Ah Fatt tilted his head back, very slowly; his face was pallid in the moonlight and there was a look in his eyes that Neel had not seen before, subdued and dreamy, yet not somnolent. ‘Yes, opium,’ he said softly. ‘Vico give me some.’

‘Have a care Ah Fatt – you know what opium does to you.’

Ah Fatt shrugged. ‘Yen have catch me today: must bite bowl; must have tonight.’

‘Why?’

‘Father tell me something.’

‘What?’

There was a pause and then Ah Fatt said: ‘Mother dead.’

Neel gasped: he could see nothing of Ah Fatt’s face, and nor was his voice expressive of any emotion. ‘How did it happen?’

‘Father say, thieves maybe.’ He shrugged again, and said, on a note of finality, ‘No use talk about such-thing.’

‘Tell me more,’ said Neel. ‘You can’t stop there. What else did your father say?’

Ah Fatt’s voice seemed to fade, as though it were retreating down the shaft of a well. ‘Father happy see me. He cry and cry. He say he worry about me too much.’

‘And you? Were you happy to see him?’

Ah Fatt shrugged and said nothing.

‘But what else? Did he tell you what you should do next?’

‘He agree better I go to my sister in Malacca. He say after this season in Canton he give me money for start busy-ness. Just have to wait three-four month.’
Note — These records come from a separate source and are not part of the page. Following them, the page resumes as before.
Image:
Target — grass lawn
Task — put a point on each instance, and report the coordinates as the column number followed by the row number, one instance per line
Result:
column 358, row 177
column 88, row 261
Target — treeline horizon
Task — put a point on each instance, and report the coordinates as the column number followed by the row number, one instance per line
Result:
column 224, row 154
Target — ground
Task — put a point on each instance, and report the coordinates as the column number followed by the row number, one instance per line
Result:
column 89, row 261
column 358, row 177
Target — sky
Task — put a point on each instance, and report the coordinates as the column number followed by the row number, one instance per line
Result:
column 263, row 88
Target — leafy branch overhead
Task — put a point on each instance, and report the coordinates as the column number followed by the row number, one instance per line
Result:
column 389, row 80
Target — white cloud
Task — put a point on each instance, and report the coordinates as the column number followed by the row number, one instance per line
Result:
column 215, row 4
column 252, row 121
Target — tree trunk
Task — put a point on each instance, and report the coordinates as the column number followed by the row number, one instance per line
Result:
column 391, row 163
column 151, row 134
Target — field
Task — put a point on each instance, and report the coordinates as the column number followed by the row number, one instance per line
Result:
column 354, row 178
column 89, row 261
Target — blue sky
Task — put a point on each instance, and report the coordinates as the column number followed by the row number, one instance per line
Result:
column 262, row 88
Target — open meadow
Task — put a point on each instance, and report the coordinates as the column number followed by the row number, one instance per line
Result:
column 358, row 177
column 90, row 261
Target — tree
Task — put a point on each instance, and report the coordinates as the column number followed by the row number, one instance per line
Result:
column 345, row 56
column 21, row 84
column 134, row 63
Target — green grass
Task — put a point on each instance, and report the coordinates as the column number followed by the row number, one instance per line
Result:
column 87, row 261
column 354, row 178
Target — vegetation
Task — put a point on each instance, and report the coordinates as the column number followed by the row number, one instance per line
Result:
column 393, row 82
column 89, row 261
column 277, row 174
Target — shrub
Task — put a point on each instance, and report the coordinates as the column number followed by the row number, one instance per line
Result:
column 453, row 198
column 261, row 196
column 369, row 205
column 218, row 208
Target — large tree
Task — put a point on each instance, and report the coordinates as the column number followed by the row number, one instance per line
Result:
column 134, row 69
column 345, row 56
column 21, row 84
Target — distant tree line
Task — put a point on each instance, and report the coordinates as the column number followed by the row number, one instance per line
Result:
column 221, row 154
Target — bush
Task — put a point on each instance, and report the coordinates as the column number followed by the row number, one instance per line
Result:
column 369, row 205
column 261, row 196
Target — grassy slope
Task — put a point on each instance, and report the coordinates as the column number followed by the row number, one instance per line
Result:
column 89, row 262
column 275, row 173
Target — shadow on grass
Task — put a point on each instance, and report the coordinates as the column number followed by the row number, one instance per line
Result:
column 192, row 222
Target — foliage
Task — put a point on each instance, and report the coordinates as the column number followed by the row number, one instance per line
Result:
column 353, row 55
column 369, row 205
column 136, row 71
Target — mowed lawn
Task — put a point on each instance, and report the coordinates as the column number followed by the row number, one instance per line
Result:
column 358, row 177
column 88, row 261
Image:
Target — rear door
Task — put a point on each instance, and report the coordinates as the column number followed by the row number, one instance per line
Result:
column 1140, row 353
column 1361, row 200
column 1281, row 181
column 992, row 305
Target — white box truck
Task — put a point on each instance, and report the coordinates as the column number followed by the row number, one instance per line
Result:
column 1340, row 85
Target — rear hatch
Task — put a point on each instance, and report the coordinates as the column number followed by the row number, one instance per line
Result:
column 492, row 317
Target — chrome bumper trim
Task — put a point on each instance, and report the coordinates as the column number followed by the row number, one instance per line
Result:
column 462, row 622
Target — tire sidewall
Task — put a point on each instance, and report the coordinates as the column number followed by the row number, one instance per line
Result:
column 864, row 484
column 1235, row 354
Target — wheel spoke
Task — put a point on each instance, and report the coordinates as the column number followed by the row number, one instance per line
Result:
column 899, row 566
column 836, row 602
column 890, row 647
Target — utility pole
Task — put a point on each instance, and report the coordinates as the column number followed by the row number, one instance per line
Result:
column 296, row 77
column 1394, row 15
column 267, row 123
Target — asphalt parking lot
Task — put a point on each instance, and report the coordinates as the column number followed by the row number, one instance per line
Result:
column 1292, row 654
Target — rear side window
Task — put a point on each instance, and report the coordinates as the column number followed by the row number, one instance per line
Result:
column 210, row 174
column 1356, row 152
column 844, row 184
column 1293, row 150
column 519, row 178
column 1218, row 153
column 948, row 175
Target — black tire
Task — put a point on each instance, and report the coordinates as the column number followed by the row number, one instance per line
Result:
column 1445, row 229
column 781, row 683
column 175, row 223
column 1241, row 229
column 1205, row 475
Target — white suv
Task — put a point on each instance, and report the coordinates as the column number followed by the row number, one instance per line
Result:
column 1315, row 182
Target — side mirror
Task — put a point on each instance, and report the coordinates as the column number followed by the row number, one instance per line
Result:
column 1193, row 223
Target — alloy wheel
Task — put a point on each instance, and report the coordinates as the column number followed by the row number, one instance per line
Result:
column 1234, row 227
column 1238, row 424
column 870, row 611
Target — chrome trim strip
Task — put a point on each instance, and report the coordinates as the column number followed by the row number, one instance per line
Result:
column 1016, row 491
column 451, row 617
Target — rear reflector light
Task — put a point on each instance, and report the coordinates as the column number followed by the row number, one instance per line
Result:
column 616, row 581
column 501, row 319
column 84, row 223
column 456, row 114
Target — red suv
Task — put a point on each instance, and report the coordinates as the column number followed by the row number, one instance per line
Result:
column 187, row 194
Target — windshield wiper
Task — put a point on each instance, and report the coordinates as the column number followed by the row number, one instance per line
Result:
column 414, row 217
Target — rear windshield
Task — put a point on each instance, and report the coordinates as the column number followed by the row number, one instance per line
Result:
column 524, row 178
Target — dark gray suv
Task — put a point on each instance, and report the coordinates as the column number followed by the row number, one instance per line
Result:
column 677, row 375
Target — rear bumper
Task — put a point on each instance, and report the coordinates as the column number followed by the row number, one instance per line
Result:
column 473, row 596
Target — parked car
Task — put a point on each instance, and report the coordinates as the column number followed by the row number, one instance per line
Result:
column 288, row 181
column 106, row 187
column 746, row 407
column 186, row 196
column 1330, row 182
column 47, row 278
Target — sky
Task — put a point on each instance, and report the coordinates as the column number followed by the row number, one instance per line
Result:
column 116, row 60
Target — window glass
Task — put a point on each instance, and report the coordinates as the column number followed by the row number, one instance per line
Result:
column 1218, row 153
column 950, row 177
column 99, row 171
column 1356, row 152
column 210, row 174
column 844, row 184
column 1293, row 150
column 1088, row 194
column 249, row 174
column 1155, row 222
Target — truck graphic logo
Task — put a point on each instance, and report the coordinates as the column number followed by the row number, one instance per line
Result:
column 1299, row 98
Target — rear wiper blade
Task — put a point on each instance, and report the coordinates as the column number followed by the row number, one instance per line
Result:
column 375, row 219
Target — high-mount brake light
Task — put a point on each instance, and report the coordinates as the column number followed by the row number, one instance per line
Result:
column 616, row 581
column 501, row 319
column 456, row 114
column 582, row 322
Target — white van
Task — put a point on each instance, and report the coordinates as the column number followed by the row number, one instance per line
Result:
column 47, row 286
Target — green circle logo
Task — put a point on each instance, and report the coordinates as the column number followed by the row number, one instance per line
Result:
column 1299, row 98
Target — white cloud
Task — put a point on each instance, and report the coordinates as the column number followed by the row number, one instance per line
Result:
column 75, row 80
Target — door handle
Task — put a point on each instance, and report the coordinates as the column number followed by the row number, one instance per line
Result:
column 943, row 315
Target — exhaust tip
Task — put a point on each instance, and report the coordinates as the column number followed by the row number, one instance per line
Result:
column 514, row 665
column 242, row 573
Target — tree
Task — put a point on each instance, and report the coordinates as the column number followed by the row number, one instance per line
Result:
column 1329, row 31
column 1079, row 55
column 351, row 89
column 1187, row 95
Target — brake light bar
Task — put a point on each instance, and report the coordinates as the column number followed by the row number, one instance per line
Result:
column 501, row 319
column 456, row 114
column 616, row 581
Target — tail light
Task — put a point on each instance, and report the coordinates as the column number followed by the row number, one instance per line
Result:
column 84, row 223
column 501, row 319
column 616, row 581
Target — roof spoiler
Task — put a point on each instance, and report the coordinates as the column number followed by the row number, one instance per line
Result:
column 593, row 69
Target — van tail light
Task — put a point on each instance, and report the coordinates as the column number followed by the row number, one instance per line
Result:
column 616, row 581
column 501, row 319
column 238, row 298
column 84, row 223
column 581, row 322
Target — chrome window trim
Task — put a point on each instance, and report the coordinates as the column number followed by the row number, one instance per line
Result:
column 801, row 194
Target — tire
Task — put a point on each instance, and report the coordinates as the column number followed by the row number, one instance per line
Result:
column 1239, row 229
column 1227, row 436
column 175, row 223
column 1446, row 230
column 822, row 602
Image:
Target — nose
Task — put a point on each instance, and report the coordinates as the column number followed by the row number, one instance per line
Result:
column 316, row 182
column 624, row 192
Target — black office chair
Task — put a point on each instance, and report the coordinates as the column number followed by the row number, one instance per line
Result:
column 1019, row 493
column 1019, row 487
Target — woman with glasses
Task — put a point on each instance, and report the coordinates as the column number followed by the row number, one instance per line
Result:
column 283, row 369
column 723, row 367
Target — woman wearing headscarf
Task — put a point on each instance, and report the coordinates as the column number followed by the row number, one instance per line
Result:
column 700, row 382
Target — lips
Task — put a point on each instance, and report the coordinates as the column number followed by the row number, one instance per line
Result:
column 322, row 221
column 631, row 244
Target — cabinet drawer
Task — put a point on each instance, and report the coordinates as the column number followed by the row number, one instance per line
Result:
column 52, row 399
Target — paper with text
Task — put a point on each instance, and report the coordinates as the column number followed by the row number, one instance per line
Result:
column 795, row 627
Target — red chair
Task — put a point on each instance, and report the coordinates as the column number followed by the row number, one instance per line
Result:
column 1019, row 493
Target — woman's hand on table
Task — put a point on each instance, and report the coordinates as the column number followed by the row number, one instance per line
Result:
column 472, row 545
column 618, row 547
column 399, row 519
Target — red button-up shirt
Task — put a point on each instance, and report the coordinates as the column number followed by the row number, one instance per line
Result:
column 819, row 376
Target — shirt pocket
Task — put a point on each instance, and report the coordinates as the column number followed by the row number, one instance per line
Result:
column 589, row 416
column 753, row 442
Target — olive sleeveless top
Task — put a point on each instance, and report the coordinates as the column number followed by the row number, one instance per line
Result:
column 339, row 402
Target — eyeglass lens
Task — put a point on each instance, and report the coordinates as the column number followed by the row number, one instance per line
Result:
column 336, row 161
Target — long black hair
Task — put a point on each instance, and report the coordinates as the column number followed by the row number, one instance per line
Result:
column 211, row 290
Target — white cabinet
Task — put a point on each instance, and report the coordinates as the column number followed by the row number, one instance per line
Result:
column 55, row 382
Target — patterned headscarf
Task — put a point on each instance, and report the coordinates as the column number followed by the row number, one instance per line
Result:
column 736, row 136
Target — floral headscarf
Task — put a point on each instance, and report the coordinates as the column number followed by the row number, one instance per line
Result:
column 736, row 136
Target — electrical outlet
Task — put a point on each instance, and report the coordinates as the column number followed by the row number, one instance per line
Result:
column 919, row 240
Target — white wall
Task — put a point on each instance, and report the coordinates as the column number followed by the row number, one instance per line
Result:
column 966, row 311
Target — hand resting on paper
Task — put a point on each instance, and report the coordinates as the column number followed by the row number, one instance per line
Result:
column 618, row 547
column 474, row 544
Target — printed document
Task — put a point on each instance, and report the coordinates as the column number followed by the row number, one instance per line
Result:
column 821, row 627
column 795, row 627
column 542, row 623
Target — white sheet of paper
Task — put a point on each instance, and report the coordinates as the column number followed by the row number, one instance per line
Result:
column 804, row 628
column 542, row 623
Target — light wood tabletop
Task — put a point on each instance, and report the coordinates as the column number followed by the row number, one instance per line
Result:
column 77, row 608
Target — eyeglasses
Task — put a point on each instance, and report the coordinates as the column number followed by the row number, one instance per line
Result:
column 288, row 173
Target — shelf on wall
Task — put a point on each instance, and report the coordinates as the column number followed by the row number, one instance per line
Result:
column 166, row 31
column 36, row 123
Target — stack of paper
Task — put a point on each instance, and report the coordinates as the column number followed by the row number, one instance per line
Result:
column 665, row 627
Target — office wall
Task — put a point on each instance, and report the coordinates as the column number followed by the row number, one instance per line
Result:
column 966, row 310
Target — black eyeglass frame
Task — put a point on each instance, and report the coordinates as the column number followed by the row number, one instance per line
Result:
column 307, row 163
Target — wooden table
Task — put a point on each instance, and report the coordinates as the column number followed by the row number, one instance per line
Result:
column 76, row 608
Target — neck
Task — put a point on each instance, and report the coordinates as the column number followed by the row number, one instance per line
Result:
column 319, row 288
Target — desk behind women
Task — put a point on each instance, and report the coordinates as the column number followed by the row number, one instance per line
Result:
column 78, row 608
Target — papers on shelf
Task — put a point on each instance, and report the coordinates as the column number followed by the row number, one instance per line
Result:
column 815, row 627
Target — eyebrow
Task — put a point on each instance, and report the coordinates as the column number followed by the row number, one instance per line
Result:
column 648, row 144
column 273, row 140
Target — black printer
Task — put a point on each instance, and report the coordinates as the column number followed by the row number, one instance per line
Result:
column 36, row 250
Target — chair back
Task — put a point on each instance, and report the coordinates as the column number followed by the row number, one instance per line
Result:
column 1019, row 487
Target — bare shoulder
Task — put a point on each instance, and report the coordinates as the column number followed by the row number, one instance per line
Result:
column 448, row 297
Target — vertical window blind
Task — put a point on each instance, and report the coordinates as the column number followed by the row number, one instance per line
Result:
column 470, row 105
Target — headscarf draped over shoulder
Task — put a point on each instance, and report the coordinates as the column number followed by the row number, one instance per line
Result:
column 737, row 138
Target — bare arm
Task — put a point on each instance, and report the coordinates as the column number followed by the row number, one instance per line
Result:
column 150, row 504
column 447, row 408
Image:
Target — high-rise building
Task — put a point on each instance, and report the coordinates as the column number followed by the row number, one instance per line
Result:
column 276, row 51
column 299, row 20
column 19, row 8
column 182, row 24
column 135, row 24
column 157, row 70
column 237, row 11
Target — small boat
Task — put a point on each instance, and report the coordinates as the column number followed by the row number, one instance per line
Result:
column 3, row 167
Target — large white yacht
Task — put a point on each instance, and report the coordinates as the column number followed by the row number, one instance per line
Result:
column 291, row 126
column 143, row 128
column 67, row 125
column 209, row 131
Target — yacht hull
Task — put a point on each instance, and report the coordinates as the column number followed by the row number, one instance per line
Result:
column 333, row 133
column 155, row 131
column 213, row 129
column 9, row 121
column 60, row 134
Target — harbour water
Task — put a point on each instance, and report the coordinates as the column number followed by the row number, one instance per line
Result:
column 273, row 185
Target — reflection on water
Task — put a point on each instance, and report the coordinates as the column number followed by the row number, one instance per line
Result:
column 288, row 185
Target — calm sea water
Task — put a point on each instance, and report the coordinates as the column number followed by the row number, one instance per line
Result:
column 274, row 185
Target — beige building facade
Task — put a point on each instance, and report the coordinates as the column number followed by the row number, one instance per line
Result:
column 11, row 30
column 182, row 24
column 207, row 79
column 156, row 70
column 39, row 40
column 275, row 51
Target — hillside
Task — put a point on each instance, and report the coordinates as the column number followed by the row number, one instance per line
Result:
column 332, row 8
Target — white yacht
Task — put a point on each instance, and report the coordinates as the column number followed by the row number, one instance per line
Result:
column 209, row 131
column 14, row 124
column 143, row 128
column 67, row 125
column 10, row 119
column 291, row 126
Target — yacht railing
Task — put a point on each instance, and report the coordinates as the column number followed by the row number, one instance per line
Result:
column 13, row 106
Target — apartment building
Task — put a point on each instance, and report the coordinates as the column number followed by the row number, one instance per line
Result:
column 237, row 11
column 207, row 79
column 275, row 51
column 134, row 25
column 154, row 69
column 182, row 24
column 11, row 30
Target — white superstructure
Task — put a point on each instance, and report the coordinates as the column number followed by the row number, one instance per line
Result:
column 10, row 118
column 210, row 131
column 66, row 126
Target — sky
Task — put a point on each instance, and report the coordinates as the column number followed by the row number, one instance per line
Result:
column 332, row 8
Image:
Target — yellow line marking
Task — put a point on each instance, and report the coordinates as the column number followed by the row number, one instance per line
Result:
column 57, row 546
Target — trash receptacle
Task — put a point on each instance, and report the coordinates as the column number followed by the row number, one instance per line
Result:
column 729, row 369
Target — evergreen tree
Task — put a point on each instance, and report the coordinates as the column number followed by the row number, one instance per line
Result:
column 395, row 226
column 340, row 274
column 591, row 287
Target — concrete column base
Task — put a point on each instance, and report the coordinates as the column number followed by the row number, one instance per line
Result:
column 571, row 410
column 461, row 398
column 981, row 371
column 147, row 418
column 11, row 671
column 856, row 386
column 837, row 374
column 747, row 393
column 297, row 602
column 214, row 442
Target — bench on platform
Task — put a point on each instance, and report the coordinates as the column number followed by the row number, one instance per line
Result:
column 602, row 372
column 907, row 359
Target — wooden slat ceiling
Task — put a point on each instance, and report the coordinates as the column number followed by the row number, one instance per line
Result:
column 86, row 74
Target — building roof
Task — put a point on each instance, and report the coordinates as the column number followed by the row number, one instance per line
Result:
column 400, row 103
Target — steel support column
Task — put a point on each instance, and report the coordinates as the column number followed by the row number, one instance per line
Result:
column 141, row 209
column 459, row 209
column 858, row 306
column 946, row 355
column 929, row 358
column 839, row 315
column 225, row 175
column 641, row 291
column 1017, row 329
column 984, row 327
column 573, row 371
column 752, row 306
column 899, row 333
Ah Fatt’s attention was clearly drifting away now, and Neel realized that it would be hard to get much more out of him. ‘All right,’ he said. ‘Maybe we should sleep now. Better to talk tomorrow.’

But as he was turning to leave Ah Fatt called out: ‘Wait! Some news for you too.’

‘What?’

‘You want work for Father?’

Neel looked into his absent eyes and expressionless face, and decided that he was merely rambling. ‘What are you talking about, Ah Fatt?’